Le castrat Antonio Maria Bernacchi (1685-1756) a été caricaturé comme monstrueusement obèse (certaines caricatures montrent même un comparse soutenant sa bedaine sur scène) mais aussi comme incroyablement virtuose. Ci-dessous, par exemple, ses vocalises partent à l'assaut du campanile de San Marco.



Couronné de succès internationaux, respecté par le jeune Farinelli, Bernacchi est reconnu comme exemplaire de l'école de Bologne, sa ville natale, dans laquelle il fut formé par Pistocchi. L'école de Bologne est alors celle de l'excellence du bel canto, associant technique pyrotechnique et expressivité. Les rôles endossés par le contralto Bernacchi associent donc des airs d'héroïque agilité et des arias de demi caractère, riches d'ornements ciselés.

Avec cet enregistrement, Terry Wey rejoint la cohorte des hommages rendus par les contre-ténors aux castrats. Parmi les nombreuses arias écrites pour Bernacchi par les plus grands compositeurs de son temps, le choix de Terry Wey privilégie les airs expressifs au détriment des airs les plus héroïques. De même, le programme fait la part belle aux raretés et évite les tubes, à une exception près.

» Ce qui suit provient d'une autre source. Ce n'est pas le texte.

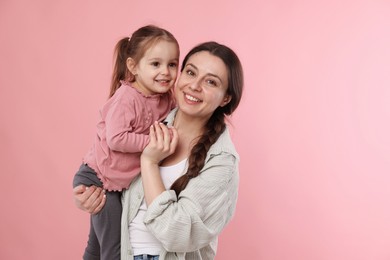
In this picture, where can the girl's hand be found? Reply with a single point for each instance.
(90, 199)
(162, 143)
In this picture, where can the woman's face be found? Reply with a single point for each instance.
(202, 85)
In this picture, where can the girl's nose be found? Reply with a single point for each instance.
(164, 70)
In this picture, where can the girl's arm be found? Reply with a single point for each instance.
(120, 119)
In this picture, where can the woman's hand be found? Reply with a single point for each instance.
(162, 143)
(90, 199)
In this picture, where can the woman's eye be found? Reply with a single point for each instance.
(190, 72)
(211, 82)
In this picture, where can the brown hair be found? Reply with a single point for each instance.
(135, 47)
(216, 124)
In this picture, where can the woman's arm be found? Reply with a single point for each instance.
(195, 218)
(90, 199)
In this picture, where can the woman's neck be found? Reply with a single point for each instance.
(189, 130)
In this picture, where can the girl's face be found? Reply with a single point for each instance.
(156, 72)
(202, 85)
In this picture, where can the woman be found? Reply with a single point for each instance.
(187, 190)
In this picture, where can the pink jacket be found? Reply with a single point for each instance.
(122, 134)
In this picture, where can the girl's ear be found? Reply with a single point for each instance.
(225, 100)
(131, 66)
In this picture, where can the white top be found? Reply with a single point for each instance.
(141, 239)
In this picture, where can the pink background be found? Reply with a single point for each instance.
(312, 130)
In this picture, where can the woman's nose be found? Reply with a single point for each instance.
(195, 85)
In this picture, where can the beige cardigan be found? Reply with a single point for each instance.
(188, 226)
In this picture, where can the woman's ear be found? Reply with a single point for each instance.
(131, 66)
(225, 100)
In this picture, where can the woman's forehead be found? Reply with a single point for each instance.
(208, 63)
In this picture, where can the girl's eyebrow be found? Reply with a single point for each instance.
(208, 74)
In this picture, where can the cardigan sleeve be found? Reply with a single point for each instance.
(201, 211)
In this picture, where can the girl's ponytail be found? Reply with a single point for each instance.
(120, 71)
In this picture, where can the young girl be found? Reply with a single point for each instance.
(146, 67)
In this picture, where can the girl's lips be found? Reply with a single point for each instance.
(192, 98)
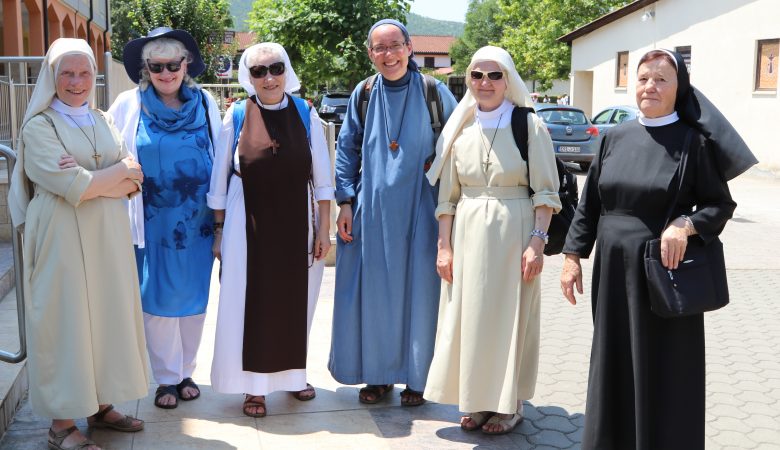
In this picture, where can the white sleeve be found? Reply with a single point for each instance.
(322, 174)
(220, 173)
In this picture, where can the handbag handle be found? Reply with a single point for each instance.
(681, 172)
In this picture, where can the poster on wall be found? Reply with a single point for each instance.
(768, 61)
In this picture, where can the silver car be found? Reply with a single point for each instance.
(614, 115)
(574, 138)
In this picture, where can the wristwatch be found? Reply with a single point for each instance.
(541, 235)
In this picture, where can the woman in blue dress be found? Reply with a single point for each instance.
(170, 125)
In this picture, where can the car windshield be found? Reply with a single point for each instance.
(335, 99)
(563, 117)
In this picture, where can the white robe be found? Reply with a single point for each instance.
(227, 374)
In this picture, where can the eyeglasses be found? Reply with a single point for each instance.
(494, 76)
(260, 71)
(158, 67)
(395, 47)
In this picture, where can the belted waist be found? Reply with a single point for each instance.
(494, 192)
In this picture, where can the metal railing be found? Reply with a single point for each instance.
(223, 93)
(16, 241)
(18, 75)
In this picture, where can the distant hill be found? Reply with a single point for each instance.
(425, 26)
(418, 25)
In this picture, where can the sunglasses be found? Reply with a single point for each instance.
(478, 74)
(275, 69)
(159, 67)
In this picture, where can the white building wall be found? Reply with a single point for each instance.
(722, 35)
(438, 61)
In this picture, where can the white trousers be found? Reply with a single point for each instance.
(172, 343)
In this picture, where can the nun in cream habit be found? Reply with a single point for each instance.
(491, 238)
(84, 324)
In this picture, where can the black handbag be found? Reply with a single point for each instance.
(699, 283)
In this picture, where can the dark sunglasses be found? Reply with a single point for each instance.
(276, 69)
(158, 67)
(477, 75)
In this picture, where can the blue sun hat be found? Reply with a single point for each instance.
(131, 55)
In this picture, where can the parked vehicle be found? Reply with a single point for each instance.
(333, 106)
(574, 137)
(614, 115)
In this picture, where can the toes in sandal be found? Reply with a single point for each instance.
(187, 383)
(161, 392)
(410, 397)
(124, 424)
(507, 425)
(251, 402)
(479, 418)
(56, 438)
(305, 395)
(378, 391)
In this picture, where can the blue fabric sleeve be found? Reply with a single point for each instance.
(348, 156)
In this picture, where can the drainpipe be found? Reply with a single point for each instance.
(45, 26)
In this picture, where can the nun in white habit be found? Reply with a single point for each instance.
(270, 186)
(84, 324)
(491, 238)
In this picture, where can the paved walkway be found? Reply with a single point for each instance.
(743, 387)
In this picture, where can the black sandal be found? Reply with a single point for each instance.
(407, 394)
(379, 391)
(161, 392)
(187, 383)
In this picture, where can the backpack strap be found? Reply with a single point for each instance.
(364, 96)
(303, 110)
(433, 102)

Bien entendu, figurent dans cet enregistrement des airs vifs dans lesquels Terry Wey fait montre d'une belle virtuosité et de beaux aigus. On relèvera en particulier la belle énergie qui anime le Pace e guerra du Lucio Vero de Torri, aux impeccables vocalises et à la grande netteté, ou encore le vertigineux et rapide Furibondo spiral il vento de Partenope (Haendel) achevé sur un impressionnant saut de registre aboutissant à un très beau grave poitriné. L'extrait d'Ariodante de Pollarolo met en évidence une belle longueur de souffle, la pureté du timbre et une virtuosité technique qui semble se jouer des difficultés. Le A dispetto du Bajazet de Gasparini conclut une brillante démonstration des capacités virtuoses de Wey, qui met toute la rage souhaitable dans cet air de colère.

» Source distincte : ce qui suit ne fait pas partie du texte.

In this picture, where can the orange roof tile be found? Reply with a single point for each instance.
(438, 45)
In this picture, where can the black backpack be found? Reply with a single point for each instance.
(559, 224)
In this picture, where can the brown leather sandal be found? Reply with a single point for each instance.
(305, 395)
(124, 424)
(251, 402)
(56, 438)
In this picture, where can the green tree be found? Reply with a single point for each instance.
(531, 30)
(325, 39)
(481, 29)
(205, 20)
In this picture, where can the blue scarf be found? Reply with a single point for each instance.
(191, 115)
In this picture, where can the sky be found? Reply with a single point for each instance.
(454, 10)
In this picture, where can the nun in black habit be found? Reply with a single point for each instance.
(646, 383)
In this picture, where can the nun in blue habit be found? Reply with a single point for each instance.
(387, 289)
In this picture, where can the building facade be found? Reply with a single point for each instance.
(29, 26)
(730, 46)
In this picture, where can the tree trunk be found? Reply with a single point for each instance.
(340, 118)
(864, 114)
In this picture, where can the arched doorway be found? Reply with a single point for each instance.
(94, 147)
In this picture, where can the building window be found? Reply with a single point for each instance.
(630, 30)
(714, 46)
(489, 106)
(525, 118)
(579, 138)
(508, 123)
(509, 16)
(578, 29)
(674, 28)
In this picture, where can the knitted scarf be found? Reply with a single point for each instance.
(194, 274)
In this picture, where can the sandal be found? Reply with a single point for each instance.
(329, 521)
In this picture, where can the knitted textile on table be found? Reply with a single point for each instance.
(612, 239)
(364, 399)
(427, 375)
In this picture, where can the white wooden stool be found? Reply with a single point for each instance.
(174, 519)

Le bel air d'Arsace de Sarro (Quell'usignuolo) déploie des charmes bucoliques, appuyés sur un medium clair et charnu. Ces mêmes qualités apportent une ampleur inhabituelle à la déclamation du Ch'io parta extrait du Partenope de Haendel. En duo avec Vivica Genaux, le duetto caressant extrait du Demetrio de Hasse (Dal mio ben che tanto amai) constitue une intéressante découverte. C'est d'ailleurs l'un des six enregistrements en première mondiale que contient ce disque. Non disperi peregrini, extrait de Lotario (Haendel) est une rareté dans laquelle Terry Wey déploie un legato sinueux et délicieux et des aigus soyeux. Même legato inspiré dans le Taci o di morte (Vinci), brodé de piani aériens et de trilles traités en sanglots. Enchaînant sur le terzetto tiré également d'Il Medo de Vinci, le programme associe Valer Sabadus et Vivica Genaux dans ce charmant ensemble. Autre première mondiale, l'aria extraite de l'Amadis di Grecia (Torri) est une déclaration d'amour ponctuée de pianissimi aigus de toute beauté et l'ornementation du da capo est particulièrement soignée et impressionnante de profondeur sentimentale. À mon sens cet extrait est la plus belle plage de cet album. Le programme se conclut avec le Parto, non ho Costanza  du Venceslao de Torri, sublime déploration conduite ici encore avec beaucoup d'expressivité et servie par une longueur de souffle remarquable.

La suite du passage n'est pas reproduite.